La Belgique mise à mal : rire grinçant, autodérision ou rire belge
L’image de la Belgique dans la caricature francophone belge aux XIXe et XXe siècles

B
RUXELLES est, à ma connaissance, la seule capitale au monde qui s’identifie à un symbole risible. Paris, c’est la tour Eiffel, symbole d’une modernité triomphante. Berlin, c’est la porte de Brandebourg massive, prestigieuse et puissante. Bruxelles, par contre, c’est Manneken-Pis [1], symbole dérisoire, sinon ridicule. L’autodérision serait-elle au cœur de l’identité belge ? En tout cas, la façon dont les Belges se représentent eux-mêmes me semble révélatrice de l’identité problématique de ce petit pays, mais aussi de l’humour belge où l’autodérision se mêle volontiers au tragique et à la mort.

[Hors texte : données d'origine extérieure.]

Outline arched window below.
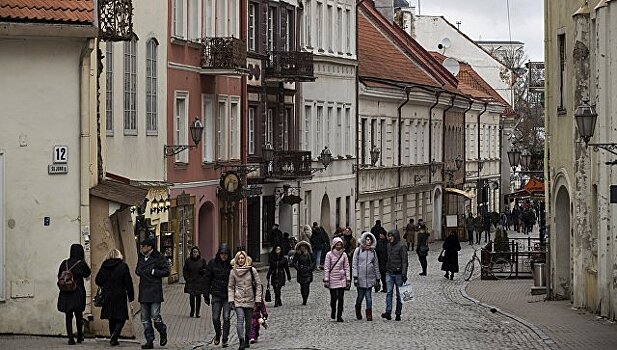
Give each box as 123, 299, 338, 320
146, 38, 159, 135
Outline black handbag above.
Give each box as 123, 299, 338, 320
92, 287, 105, 307
264, 283, 272, 303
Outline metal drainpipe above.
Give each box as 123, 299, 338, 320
428, 91, 441, 184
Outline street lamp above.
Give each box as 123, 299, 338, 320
574, 98, 598, 145
370, 146, 381, 166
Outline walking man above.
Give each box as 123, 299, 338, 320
381, 229, 408, 321
135, 237, 169, 349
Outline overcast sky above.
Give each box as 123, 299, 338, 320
408, 0, 544, 61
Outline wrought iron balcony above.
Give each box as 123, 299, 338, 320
201, 37, 248, 74
270, 151, 312, 179
266, 51, 315, 81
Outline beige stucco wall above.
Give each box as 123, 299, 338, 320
0, 38, 84, 334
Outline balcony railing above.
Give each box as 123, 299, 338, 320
266, 51, 315, 81
201, 37, 247, 73
271, 151, 312, 179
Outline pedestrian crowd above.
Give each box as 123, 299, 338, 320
58, 219, 461, 350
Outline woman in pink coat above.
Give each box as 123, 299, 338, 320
323, 237, 351, 322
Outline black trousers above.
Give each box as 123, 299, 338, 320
64, 311, 84, 338
330, 288, 345, 318
418, 255, 428, 274
300, 283, 311, 304
189, 293, 201, 316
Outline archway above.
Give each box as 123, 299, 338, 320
553, 186, 572, 299
319, 194, 334, 236
198, 202, 218, 257
431, 188, 442, 239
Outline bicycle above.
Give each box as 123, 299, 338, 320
463, 248, 512, 281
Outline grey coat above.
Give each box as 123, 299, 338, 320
352, 232, 381, 288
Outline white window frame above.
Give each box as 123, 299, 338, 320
146, 38, 159, 135
105, 42, 114, 136
173, 91, 189, 163
216, 96, 229, 160
172, 0, 187, 39
247, 106, 256, 155
201, 95, 216, 163
123, 37, 138, 136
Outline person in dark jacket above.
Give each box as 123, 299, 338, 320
375, 232, 388, 293
95, 249, 135, 346
135, 238, 169, 349
381, 229, 408, 321
441, 231, 461, 279
293, 241, 315, 305
266, 245, 291, 307
182, 246, 207, 318
57, 244, 90, 345
204, 243, 231, 347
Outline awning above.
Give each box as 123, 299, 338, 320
445, 188, 476, 199
90, 180, 148, 206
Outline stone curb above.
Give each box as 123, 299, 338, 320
459, 281, 559, 350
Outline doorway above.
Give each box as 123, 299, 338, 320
553, 186, 572, 299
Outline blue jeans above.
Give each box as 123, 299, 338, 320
141, 303, 167, 343
386, 272, 403, 315
313, 249, 321, 268
212, 296, 231, 339
356, 287, 373, 309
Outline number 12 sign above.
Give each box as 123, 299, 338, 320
53, 146, 69, 164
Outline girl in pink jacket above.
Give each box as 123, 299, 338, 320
324, 237, 351, 322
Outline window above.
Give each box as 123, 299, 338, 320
172, 0, 186, 39
187, 0, 201, 41
124, 37, 137, 135
316, 2, 323, 50
174, 92, 188, 163
105, 42, 114, 136
248, 2, 257, 51
557, 34, 566, 110
266, 108, 274, 147
336, 7, 343, 53
229, 99, 240, 159
216, 98, 228, 159
302, 105, 313, 151
248, 107, 255, 155
326, 5, 334, 52
202, 96, 214, 163
304, 0, 313, 47
146, 38, 159, 135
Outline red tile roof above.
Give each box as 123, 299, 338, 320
358, 2, 456, 90
0, 0, 94, 24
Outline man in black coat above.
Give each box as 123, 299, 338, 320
135, 238, 169, 349
204, 243, 231, 347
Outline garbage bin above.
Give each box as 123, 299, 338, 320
532, 263, 546, 287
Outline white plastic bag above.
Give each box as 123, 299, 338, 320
398, 283, 414, 304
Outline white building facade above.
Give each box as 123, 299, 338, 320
294, 0, 356, 234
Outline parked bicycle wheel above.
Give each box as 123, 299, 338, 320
491, 258, 512, 280
463, 259, 476, 281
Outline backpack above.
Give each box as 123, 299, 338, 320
56, 260, 81, 292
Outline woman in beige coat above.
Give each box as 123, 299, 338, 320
227, 250, 263, 350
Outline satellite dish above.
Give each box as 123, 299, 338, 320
442, 57, 461, 76
437, 38, 452, 50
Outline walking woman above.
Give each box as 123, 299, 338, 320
293, 241, 315, 305
441, 231, 461, 279
182, 246, 208, 318
416, 226, 428, 276
323, 237, 351, 322
227, 250, 262, 350
58, 244, 90, 345
95, 249, 135, 346
352, 232, 381, 321
266, 244, 291, 307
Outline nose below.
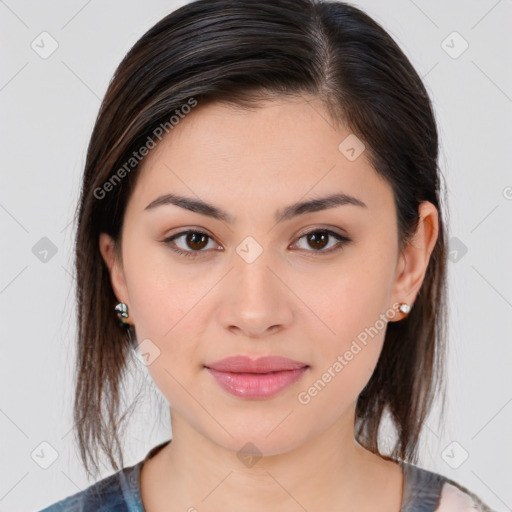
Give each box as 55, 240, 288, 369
219, 251, 294, 338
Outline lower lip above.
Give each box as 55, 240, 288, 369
207, 366, 308, 399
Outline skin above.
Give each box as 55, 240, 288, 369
99, 97, 438, 512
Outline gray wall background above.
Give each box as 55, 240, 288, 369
0, 0, 512, 511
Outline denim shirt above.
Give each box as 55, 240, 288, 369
40, 441, 493, 512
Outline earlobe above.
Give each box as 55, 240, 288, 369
393, 201, 439, 318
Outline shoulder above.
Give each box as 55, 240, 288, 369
36, 464, 143, 512
436, 478, 493, 512
400, 463, 493, 512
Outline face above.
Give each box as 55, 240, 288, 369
100, 95, 435, 455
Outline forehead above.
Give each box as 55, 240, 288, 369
126, 97, 391, 216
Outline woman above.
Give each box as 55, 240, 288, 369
40, 0, 496, 512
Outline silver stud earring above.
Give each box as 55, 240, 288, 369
114, 302, 130, 326
398, 302, 411, 315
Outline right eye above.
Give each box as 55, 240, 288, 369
164, 230, 221, 258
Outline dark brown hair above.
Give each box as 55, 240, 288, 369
74, 0, 446, 474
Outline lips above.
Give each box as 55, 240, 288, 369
205, 356, 309, 399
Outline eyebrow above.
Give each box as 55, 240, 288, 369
144, 193, 368, 224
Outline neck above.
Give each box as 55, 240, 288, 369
141, 405, 402, 512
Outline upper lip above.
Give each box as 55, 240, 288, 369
205, 355, 308, 373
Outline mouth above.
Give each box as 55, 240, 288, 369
205, 356, 309, 400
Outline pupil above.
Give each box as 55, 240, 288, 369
309, 231, 328, 249
187, 233, 206, 249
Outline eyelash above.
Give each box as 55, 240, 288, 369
163, 229, 352, 258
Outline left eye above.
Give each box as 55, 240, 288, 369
290, 229, 350, 253
164, 229, 351, 257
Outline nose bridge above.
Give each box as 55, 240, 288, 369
221, 237, 292, 336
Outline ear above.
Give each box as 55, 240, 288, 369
99, 233, 130, 308
392, 201, 439, 320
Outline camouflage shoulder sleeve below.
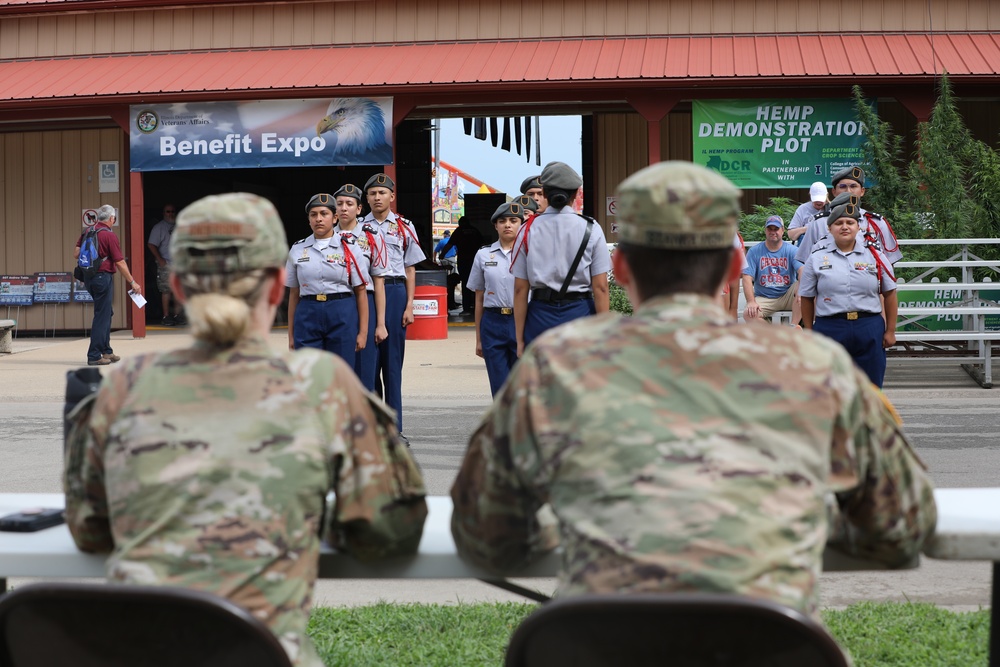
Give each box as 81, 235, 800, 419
293, 351, 427, 560
829, 364, 937, 565
63, 356, 153, 553
451, 351, 558, 572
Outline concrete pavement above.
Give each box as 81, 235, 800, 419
0, 326, 1000, 609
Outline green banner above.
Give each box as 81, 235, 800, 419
691, 99, 865, 189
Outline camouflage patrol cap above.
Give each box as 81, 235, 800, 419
830, 167, 865, 187
617, 160, 741, 250
826, 202, 861, 227
490, 200, 524, 223
365, 174, 396, 192
333, 183, 361, 202
170, 192, 288, 274
514, 195, 538, 213
306, 192, 337, 213
538, 162, 583, 192
521, 176, 542, 193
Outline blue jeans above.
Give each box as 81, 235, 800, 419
86, 271, 115, 361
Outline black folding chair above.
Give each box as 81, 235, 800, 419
505, 593, 850, 667
0, 583, 291, 667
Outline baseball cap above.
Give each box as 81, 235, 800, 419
170, 192, 288, 274
617, 160, 741, 250
809, 181, 826, 201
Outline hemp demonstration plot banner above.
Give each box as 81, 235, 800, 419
691, 99, 865, 189
129, 97, 392, 171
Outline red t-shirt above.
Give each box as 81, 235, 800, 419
76, 223, 125, 273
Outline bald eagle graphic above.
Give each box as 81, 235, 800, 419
316, 97, 391, 156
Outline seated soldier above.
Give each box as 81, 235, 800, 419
451, 162, 936, 614
64, 193, 427, 667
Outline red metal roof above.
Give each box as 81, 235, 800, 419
0, 33, 1000, 108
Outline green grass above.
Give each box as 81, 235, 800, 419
309, 602, 989, 667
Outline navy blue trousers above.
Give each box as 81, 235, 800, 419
293, 294, 358, 368
354, 292, 378, 391
813, 315, 885, 388
375, 283, 406, 433
85, 271, 115, 361
524, 299, 597, 347
479, 310, 517, 396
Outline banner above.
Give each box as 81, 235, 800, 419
0, 276, 35, 306
34, 272, 73, 303
691, 99, 865, 189
129, 97, 392, 171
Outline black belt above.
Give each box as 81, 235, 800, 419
531, 287, 593, 303
299, 292, 354, 301
816, 310, 882, 320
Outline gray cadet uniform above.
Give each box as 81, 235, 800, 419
511, 162, 611, 345
361, 174, 427, 432
799, 204, 896, 387
469, 197, 534, 396
285, 194, 369, 367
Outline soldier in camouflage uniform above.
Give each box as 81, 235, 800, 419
451, 162, 936, 614
64, 194, 427, 667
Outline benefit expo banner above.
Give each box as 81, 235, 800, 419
691, 99, 865, 189
129, 97, 392, 171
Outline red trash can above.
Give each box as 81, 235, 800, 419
406, 271, 448, 340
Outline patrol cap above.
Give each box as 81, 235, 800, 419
490, 200, 524, 223
306, 192, 337, 213
809, 181, 826, 201
831, 167, 865, 187
514, 195, 538, 213
521, 176, 542, 194
333, 183, 361, 203
826, 202, 861, 227
170, 192, 288, 274
617, 160, 741, 250
538, 162, 583, 192
365, 174, 396, 192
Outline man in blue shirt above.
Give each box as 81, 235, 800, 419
743, 215, 802, 324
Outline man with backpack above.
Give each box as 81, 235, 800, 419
73, 204, 142, 366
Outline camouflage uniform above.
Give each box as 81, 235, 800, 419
452, 163, 936, 614
64, 194, 427, 667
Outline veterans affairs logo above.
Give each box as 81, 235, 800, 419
135, 109, 160, 134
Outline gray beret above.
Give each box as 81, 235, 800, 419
521, 176, 542, 194
538, 162, 583, 192
306, 192, 337, 213
826, 202, 861, 227
514, 195, 538, 213
333, 183, 361, 202
365, 174, 396, 192
490, 197, 530, 223
831, 167, 865, 187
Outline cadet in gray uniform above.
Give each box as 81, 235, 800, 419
511, 162, 611, 356
285, 193, 368, 367
361, 174, 426, 433
333, 183, 389, 391
469, 197, 534, 396
799, 204, 897, 387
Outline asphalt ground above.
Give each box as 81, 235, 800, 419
0, 324, 1000, 610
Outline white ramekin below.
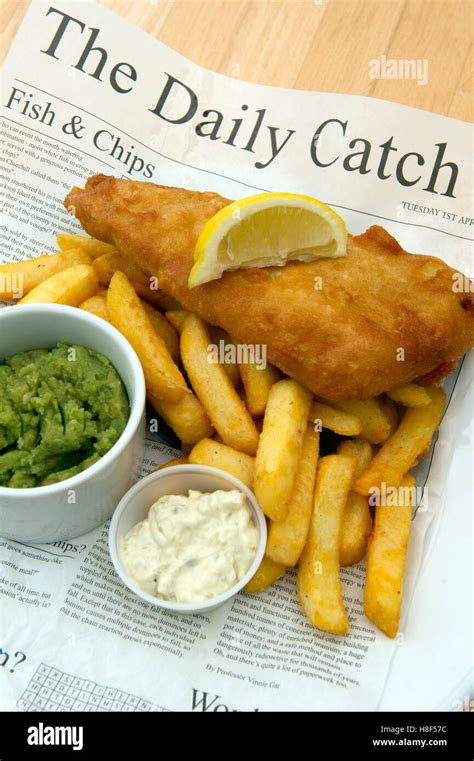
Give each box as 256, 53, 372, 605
109, 465, 267, 613
0, 304, 145, 542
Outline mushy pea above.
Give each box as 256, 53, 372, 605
0, 344, 130, 489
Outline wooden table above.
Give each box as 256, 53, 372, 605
1, 0, 474, 120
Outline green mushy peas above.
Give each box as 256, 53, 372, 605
0, 344, 130, 489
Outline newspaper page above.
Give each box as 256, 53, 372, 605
0, 1, 473, 712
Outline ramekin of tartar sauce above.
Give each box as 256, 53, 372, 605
109, 465, 267, 613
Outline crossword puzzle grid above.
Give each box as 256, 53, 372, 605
16, 663, 167, 712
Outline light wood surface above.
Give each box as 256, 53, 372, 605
1, 0, 474, 120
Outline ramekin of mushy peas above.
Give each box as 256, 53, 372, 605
0, 304, 145, 542
0, 343, 130, 489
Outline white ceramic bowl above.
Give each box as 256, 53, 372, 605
109, 465, 267, 613
0, 304, 145, 542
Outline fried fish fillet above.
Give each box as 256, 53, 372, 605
65, 175, 474, 400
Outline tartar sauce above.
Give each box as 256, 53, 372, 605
120, 489, 258, 603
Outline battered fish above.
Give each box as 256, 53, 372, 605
65, 175, 474, 399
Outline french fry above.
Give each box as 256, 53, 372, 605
327, 398, 391, 444
0, 249, 91, 300
298, 455, 355, 634
244, 557, 286, 592
239, 362, 281, 417
181, 314, 258, 455
166, 309, 240, 388
188, 439, 255, 489
311, 402, 362, 436
254, 378, 311, 521
107, 272, 190, 402
337, 439, 372, 566
141, 299, 181, 364
354, 388, 446, 496
379, 394, 400, 437
265, 423, 319, 567
147, 391, 214, 446
364, 475, 415, 637
93, 249, 177, 309
79, 291, 110, 322
18, 264, 98, 307
165, 309, 191, 335
56, 233, 117, 259
387, 383, 431, 407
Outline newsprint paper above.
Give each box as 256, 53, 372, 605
0, 0, 473, 712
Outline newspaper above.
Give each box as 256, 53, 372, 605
0, 2, 473, 712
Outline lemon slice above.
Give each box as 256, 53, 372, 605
188, 193, 347, 288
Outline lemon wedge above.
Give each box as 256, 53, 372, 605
188, 193, 347, 288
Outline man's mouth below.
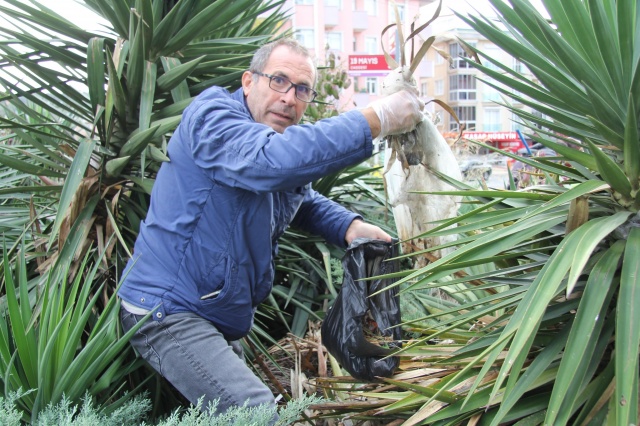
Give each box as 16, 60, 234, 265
271, 111, 293, 121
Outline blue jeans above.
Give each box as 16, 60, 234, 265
120, 308, 275, 413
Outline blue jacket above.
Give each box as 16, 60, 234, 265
118, 87, 373, 340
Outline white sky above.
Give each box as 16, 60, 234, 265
50, 0, 544, 30
50, 0, 105, 30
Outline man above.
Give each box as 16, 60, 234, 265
119, 39, 424, 412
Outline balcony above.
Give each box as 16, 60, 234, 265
353, 10, 369, 32
324, 6, 340, 28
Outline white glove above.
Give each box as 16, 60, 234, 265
369, 90, 424, 138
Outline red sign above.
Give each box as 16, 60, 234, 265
442, 132, 524, 152
444, 132, 520, 142
349, 55, 391, 72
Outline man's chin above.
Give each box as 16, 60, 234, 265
270, 120, 293, 133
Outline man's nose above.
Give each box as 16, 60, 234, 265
282, 86, 298, 105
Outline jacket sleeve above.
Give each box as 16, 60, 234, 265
175, 88, 373, 192
291, 189, 362, 248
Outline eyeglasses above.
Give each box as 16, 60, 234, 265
252, 71, 318, 102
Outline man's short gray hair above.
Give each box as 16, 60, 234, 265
249, 37, 316, 83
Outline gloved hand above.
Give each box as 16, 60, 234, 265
369, 90, 424, 138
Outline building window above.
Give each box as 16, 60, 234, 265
449, 43, 472, 69
449, 74, 476, 101
480, 44, 501, 71
482, 78, 500, 102
389, 2, 406, 23
449, 107, 476, 132
325, 33, 342, 51
433, 80, 444, 96
511, 113, 524, 132
364, 0, 378, 16
482, 108, 502, 132
364, 37, 378, 55
296, 30, 315, 49
366, 77, 378, 95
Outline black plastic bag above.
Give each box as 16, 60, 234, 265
322, 238, 402, 381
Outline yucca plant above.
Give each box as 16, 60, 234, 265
0, 0, 283, 274
312, 0, 640, 425
0, 0, 284, 420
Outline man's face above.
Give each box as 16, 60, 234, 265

À travers les caricatures des XIXe et XXe siècles, cette communication propose de voir comment la Belgique est mise en scène par les caricaturistes francophones belges. Redoutable outil de propagande, la caricature s’inscrit, d’emblée et par nature, dans un univers polémique. Son arme est l’ironie, la laideur graphique, les simplifications outrancières et bien souvent la plus totale mauvaise foi. Son but est tantôt de stigmatiser l’adversaire en le tournant en ridicule, tantôt d’appeler au combat en suscitant l’indignation. Miroir déformant des événements de l’actualité, la caricature témoigne de la façon dont ceux-ci ont été vécus. D’un côté elle utilise les passions d’une époque, les peurs et les rêves des contemporains. Mais, de l’autre, elle nourrit et renouvelle l’imaginaire collectif.


[1] Statue commandée à Jérôme Du Quesnoy en 1619.

Référence : VAN YPERSELE Laurence, « La Belgique mise à mal : rire grinçant, autodérision ou rire belge. L’image de la Belgique dans la caricature francophone belge aux XIXe et XXe siècles », dans Ridiculosa, actes du colloque « Das Lachen der Völker - Le rire des Nations » (Munich, 2-4 mars 2000), Brest, n° 7, 2000, p. 205-230.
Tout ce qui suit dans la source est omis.